Half of organisations would struggle to get mission-critical systems up-and-running in hours following a disaster - UPDATED
Computing research: organisations fear terrorism almost as much as flooding
The mission-critical systems of the typical organisation in the UK would be down for hours in the event of a disaster, while recovering lost data would take a similar amount of time. But many admit that it could take days to get back up and running following a disaster.
That's according to Computing's latest research, sponsored by Fujitsu and CAE Technology Services.
It found that 52 per cent of organisations believe it would take them hours to recover lost data, while fully 21 per cent believe that it could take days. A worrying three per cent claimed that it could take them a week or more - risking reputational damage in the process.
Just over one-fifth - 22 per cent - suggested that it would take them mere minutes to recover lost data.
In terms of getting systems running again, the figures were better, with only 15 per cent claiming that it would take days or weeks to get mission-critical systems back up and running, compared to 30 per cent who believe that they could get key systems back online in just seconds or minutes. Fifty-five per cent, meanwhile, believe that it could take hours.
"With any business continuity, disaster recovery and/or data protection policy, every business line and interested stakeholder should be involved in deciding what is an acceptable ‘outage'," said Gordon Nother, data protection specialist at systems and services giant Fujitsu.
Nother was commenting on the research presented in Computing's recent online seminar, "The consequences of IT disasters and how to avoid them".
He added: "A sliding-scale assessment on the impact to the business for every hour of downtime should be created. From that, a catalogue of service levels can be generated and a cost associated with a particular type of service level.

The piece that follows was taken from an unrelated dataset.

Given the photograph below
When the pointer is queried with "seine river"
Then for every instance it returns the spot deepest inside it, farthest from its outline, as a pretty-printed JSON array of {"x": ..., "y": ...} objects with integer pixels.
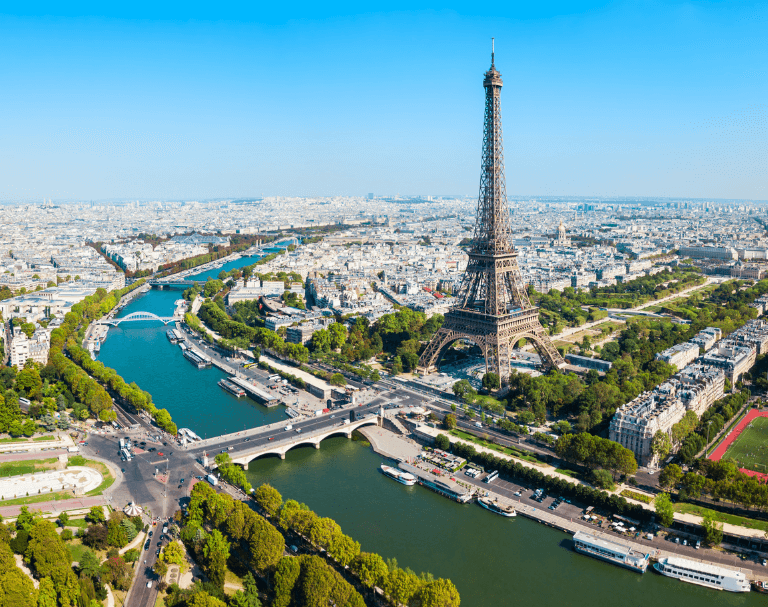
[{"x": 493, "y": 561}]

It should be a business decision to decide upon the correct level of service applied to a particular business unit, and IT's responsibility to deliver it."
At the same time, though, almost two-thirds of respondents suggested that their organisation would start to suffer serious reputation damage within just 24 hours, and some 30 per cent believe that their organisations would be damaged as a result of downtime to mission-critical systems of six hours or less. Just one-fifth believe they could get by with more than two days of downtime.

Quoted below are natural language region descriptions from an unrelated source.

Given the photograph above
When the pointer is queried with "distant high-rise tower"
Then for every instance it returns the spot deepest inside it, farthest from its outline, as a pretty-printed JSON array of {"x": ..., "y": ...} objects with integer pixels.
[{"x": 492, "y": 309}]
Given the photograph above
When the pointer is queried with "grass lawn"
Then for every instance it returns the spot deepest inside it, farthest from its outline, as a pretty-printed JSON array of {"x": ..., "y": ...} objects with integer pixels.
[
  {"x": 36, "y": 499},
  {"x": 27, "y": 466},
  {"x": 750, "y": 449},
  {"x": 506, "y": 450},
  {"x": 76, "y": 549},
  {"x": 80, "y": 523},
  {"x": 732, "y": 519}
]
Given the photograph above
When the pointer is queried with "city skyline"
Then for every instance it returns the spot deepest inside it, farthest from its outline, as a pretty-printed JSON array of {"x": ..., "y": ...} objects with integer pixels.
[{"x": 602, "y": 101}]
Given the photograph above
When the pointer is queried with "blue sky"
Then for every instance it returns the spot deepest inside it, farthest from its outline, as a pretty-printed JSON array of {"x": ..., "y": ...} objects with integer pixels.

"The finance and IT departments must work together so that the best possible disaster recovery system is properly resourced and effectively implemented," said Justin Harling, the managing director of services firm CAE Technology Services.

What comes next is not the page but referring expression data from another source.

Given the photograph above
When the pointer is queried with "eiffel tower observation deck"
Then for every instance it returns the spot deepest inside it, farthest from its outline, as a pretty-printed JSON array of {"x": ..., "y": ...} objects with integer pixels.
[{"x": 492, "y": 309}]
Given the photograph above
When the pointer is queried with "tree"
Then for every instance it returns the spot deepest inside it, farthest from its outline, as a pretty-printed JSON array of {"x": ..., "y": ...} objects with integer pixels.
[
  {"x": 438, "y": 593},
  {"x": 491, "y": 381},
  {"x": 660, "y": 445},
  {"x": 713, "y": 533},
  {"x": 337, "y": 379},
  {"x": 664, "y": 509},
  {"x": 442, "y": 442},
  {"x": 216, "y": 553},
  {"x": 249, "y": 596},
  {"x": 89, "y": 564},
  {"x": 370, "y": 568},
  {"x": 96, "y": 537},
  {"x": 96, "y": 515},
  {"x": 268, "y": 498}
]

Harling added: "The marketing and communications teams must also have prepared a crisis-management response that covers all eventualities and reassures every group and individual in the business process chain. The days of just blaming the IT department for all system outages is long gone; every senior manager within an organisation has a responsibility to make disaster recovery efficient and seamless."
Computing's research also examined the kinds of internal events and external shocks that IT leaders believe are most likely to bring down their systems. Despite improvements in reliability of components such as hard-disk drives, hardware failure remains the biggest fear, cited by 59 per cent of respondents, closely followed by loss of internet or network connectivity by 46 per cent and power issues, such as spikes and interruptions, by one-third.
"Most companies have an IT disaster recovery plan somewhere within the organisation that probably plans against a certain set of expected occurrences and emergencies," said Harling.
"But in a world where technology advances every day, new disparate threats are emerging on a daily basis, so the best advice is to think about the worst possible scenarios and test your companies responses against them; make sure the disaster response is properly resourced, your staff are correctly trained and test, test and test again," advised Harling.
In terms of external failures, more than half feared fire the most, but a loss of key personnel and/or suppliers also figured highly, cited by 35 per cent.
Surprisingly, flood was only cited by one-third, despite it being perhaps the most common disaster to affect businesses and data centres - many are still recovering from the winter flooding in Carlisle, for example. Perhaps even more surprising, only slightly fewer - some 26 per cent - of respondents suggested that a terrorist incident would be "most likely" to bring down their systems.
The relative occurrences of flooding and terrorism indicates, perhaps, that flooding should be taken a lot more seriously and the risk of terrorism much less.